El libro narra la noche de las brujas (Halloween) de 9 niños en un pueblo de Estados Unidos. Más bien de 8, porque el líder, el paradigma, Pipkin, no llega a la cita. La muerte lo requiere (apendicitis).

Los 8 van a la casa más tenebrosa del lugar y ahí encuentran el árbol de las brujas y a Mortajosario, quien los guiará a la tierra ignota a rescatar a Pipkin y conocer el secreto del árbol de las brujas, vísperas de Todos los Santos. “Ahí está todo nuestro vuelo de diez mil años” (p. 131), a través de diversos ritos en torno a la muerte, hasta que se sabe el precio: cada uno de ellos debe donar su último año de vida para que Pipkin se salve. Y lo hacen. En las primeras páginas del libro está ya la ruta del viaje: ¿Dónde empezó todo?... ¿En Egipto cuatro mil años atrás, en el aniversario de la gran muerte del sol? / ¿O un millón de años atrás, junto a las hogueras nocturnas de los hombres de las cavernas? / ¿O en la Bretaña Druida al son del ssssbummmmm de la guadaña de Samhain? / ¿O entre las brujas de toda Europa... multitudes de arpías, hechiceras, magos, demonios, diablos? / ¿O sobre los techos de París, cuando criaturas extrañas se convertían en piedras y alumbraban las gárgolas de Notre Dame? / ¿O en México, entre los cementerios de velas encendidas y de muñequitos de caramelo en el día de los muertos? / ¿O dónde?”(pp. 3-4). Además del aprendizaje de los personajes, hay toda una lección de historia para el lector: el miedo de los hombres a sus propios muertos—¿recuerdos?— (embarrar de brea las puertas para que ahí se pegaran los malos espíritus); las tumbas egipcias y la diaria destrucción de Osiris por Tinieblas que despedaza al hermano y dispersa sus brillantes despojos por el firmamento sólo para que vuelva a reaparecer íntegro por la mañana; Samhain, el dios druida, que al segar el trigo convierte las espigas -los muertos pecadores- en bestias diminutas y las aplasta; las brujas ardiendo en las hogueras, por toda Europa, ante las condenas del Santo Oficio; la fiesta de los mexicanos, su risa con la muerte, comida y música en el cementerio, alfeñique con forma de calavera listo para comerse. Sí, una lección de Historia Universal, un viaje imposible, fantástico, verosímil.

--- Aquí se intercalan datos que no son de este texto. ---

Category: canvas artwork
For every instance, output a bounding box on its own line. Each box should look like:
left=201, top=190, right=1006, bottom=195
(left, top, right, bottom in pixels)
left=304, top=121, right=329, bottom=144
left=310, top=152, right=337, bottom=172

Subyace al mismo tiempo, una silenciosa defensa de las tradiciones, un tácito alegato a favor de prácticas salvajemente calificadas de salvajes. No podemos borrar el pasado, ni podemos imitar al vecino porque no es parte nuestra. La esencia radica en las resquebrajaduras propias. Por eso los niños aprenden, en el viaje, que nada se borra de un plumazo, que el mundo adulto además de aburrido y fatuo es un error fatal y que el progreso no es lícito si se construye sobre la frialdad y el olvido. Acabemos: no es progreso.